Sinema dünyasında yeni bir dönemin kapılarını aralayan, Alkan Avcıoğlu’nun ürettiği Gerçek Ötesi (Post Truth), tamamı yapay zeka ile üretilen ilk uzun metrajlı belgesel film olarak dikkat çekiyor. Gerçek dünyayı sahte bir anlatıyla perdeye taşıyan film, onlarca yıla yayılan bir anlatı zinciri kurarak hakikat ve gerçeklik kavramlarının nasıl anlamını yitirdiğini gözler önüne seriyor. Bilgi çağında sürekli bir enformasyon akışıyla şekillenen insan algısını sorgulayan Gerçek Ötesi, izleyicileri kendi gerçeklik tanımlarını sorgulamaya davet ediyor. Kopyaların, yapay gündemlerin ve manipüle edilmiş imgelerin hakim olduğu modern dünyayı eleştirel bir bakışla incelerken, teknolojinin hayatımızdaki etkilerini benzersiz bir görsel deneyimle yansıtıyor.
Yapım süreci de filmin içeriği kadar etkileyici. 15 aydan uzun sürede tamamlanan Gerçek Ötesi, 200 bin saniyeyi aşkın görüntüden oluşan devasa bir havuzdan yaratıldı. Sadece görselleri değil, ses tasarımı, müziği ve anlatıcı sesi de tamamen yapay zeka araçlarıyla üretildi. Belgesel, sinema tarihinde yapay zekanın yaratıcı bir güç olarak nasıl kullanılabileceğine dair çarpıcı bir örnek sunarak, hikaye anlatıcılığında yeni bir çağın öncüsü olma iddiası taşıyor.
Mars Prodüksiyon ve Spongeworthy Studio imzası taşıyan yapım, Başka Sinema dağıtımıyla Türkiye’de izleyiciyle buluşuyor. Gerçeklik ile kurgu arasındaki çizgiyi silikleştiren bu deneyim, özellikle çağımızın bilgi kirliliğine sanatsal bir yanıt arayanlar için kaçırılmayacak bir yapım olarak öne çıkıyor.
Alkan Avcıoğlu ile Sinemanın Yeni Dönemi
Gerçek Ötesi filminin arkasındaki isim, son yıllarda uluslararası arenada büyük ilgi gören yapay zeka sanatçısı Alkan Avcıoğlu. Yönetmen, yapay zeka sanatının öncülerinden biri olarak bilinse de kökleri güçlü bir sinema geçmişine dayanıyor. Uluslararası İlişkiler eğitiminin ardından sinema üzerine yüksek lisans yapan Avcıoğlu, yıllarca anlatıbilim ve göstergebilim üzerine akademik çalışmalar yürüttü. Sinema dünyasına ise eleştirmen kimliğiyle giriş yaptı.
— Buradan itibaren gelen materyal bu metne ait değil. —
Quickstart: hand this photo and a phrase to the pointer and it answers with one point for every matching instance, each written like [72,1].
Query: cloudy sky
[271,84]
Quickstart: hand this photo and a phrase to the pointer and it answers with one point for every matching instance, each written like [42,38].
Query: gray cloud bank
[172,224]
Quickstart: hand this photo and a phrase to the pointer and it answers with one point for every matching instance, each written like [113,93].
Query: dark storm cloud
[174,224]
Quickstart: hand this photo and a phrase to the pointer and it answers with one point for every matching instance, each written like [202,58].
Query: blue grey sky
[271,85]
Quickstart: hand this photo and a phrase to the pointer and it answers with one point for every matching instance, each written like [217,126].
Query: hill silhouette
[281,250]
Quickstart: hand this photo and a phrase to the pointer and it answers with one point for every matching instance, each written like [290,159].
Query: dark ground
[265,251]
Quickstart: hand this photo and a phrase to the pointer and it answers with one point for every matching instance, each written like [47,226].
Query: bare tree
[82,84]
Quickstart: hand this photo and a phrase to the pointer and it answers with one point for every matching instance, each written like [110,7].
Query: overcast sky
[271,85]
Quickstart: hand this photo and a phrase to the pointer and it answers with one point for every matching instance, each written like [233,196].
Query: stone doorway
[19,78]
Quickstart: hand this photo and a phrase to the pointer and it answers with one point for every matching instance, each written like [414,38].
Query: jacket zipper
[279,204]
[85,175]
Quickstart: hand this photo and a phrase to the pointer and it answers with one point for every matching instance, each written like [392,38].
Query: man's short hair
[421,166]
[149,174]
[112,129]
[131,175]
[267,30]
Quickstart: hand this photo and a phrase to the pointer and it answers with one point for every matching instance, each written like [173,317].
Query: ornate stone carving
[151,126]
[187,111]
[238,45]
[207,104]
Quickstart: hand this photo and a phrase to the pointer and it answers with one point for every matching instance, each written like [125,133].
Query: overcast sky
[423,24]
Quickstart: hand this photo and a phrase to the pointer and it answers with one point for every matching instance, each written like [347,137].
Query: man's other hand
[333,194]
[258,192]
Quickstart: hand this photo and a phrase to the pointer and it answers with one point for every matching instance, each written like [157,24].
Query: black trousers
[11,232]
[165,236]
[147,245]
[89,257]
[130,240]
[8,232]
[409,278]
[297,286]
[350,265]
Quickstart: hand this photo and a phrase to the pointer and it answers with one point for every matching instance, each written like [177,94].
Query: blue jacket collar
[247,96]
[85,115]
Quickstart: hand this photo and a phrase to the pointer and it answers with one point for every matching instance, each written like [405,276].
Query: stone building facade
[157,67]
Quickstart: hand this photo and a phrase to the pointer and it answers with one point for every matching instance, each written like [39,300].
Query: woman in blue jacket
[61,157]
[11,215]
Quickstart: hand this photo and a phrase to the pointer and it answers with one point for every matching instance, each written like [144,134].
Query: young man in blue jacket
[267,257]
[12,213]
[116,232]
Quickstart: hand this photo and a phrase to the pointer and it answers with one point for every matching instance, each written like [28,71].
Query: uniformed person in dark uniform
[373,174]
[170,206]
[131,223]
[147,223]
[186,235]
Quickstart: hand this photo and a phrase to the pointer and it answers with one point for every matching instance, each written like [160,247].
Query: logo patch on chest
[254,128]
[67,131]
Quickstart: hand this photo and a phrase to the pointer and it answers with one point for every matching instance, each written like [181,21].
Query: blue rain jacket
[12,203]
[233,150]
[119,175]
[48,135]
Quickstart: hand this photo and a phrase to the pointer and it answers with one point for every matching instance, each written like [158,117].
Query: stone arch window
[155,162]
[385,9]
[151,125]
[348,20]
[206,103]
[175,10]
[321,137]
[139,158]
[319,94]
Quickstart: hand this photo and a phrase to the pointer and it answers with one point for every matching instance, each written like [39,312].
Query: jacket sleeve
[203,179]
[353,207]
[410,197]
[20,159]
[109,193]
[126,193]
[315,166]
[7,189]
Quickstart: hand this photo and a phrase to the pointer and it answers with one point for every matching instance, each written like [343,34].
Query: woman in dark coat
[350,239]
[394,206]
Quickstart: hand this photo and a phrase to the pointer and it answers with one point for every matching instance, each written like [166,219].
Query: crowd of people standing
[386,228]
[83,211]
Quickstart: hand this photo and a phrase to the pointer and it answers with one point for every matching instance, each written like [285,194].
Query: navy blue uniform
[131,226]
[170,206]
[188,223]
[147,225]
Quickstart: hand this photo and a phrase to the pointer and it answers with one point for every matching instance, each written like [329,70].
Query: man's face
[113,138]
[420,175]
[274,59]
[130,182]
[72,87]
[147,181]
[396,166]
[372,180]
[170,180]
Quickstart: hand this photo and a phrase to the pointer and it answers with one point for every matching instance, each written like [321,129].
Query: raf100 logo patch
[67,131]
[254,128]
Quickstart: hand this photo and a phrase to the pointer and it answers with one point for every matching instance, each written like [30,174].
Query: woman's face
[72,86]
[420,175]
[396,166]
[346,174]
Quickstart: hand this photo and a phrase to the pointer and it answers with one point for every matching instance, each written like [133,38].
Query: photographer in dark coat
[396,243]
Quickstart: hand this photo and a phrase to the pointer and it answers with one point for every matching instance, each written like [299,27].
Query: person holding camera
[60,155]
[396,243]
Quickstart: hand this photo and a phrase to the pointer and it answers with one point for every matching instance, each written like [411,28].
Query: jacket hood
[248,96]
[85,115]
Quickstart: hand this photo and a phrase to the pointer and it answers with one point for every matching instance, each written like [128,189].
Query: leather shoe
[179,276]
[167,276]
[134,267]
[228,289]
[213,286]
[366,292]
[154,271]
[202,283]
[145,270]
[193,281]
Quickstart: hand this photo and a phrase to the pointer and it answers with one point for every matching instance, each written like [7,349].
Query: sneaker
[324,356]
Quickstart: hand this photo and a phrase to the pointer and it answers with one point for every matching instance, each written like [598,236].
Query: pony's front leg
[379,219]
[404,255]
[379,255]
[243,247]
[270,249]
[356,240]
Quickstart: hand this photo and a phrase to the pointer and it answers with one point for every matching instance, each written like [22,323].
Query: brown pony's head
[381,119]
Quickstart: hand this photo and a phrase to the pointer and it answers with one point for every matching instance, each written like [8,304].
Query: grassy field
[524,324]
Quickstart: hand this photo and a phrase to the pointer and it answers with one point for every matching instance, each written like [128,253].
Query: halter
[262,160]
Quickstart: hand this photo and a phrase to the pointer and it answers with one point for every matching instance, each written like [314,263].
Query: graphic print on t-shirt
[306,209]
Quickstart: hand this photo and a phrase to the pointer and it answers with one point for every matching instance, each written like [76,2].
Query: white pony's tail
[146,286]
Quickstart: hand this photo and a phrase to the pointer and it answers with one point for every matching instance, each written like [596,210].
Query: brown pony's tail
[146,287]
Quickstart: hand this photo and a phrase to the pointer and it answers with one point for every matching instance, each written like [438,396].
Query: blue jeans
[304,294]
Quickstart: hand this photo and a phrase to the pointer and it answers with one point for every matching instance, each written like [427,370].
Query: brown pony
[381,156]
15 yılı aşkın süre FIPRESCI üyesi olarak film eleştirileri yazdı, gazetelerde ve sanat dergilerinde köşe yazıları kaleme aldı. İstanbul Film Festivali’nde “Gizli Hazineler” bölümünü yıllarca kürate eden Avcıoğlu, kayıp veya sansürlenmiş filmleri gün yüzüne çıkarmasıyla da tanındı. Film dünyasındaki deneyimi yalnızca eleştirmenlikle sınırlı kalmadı, uzun yıllar film alımları ve dağıtımcılık alanında çalışarak dünya sinemasının nabzını sahadan takip etti.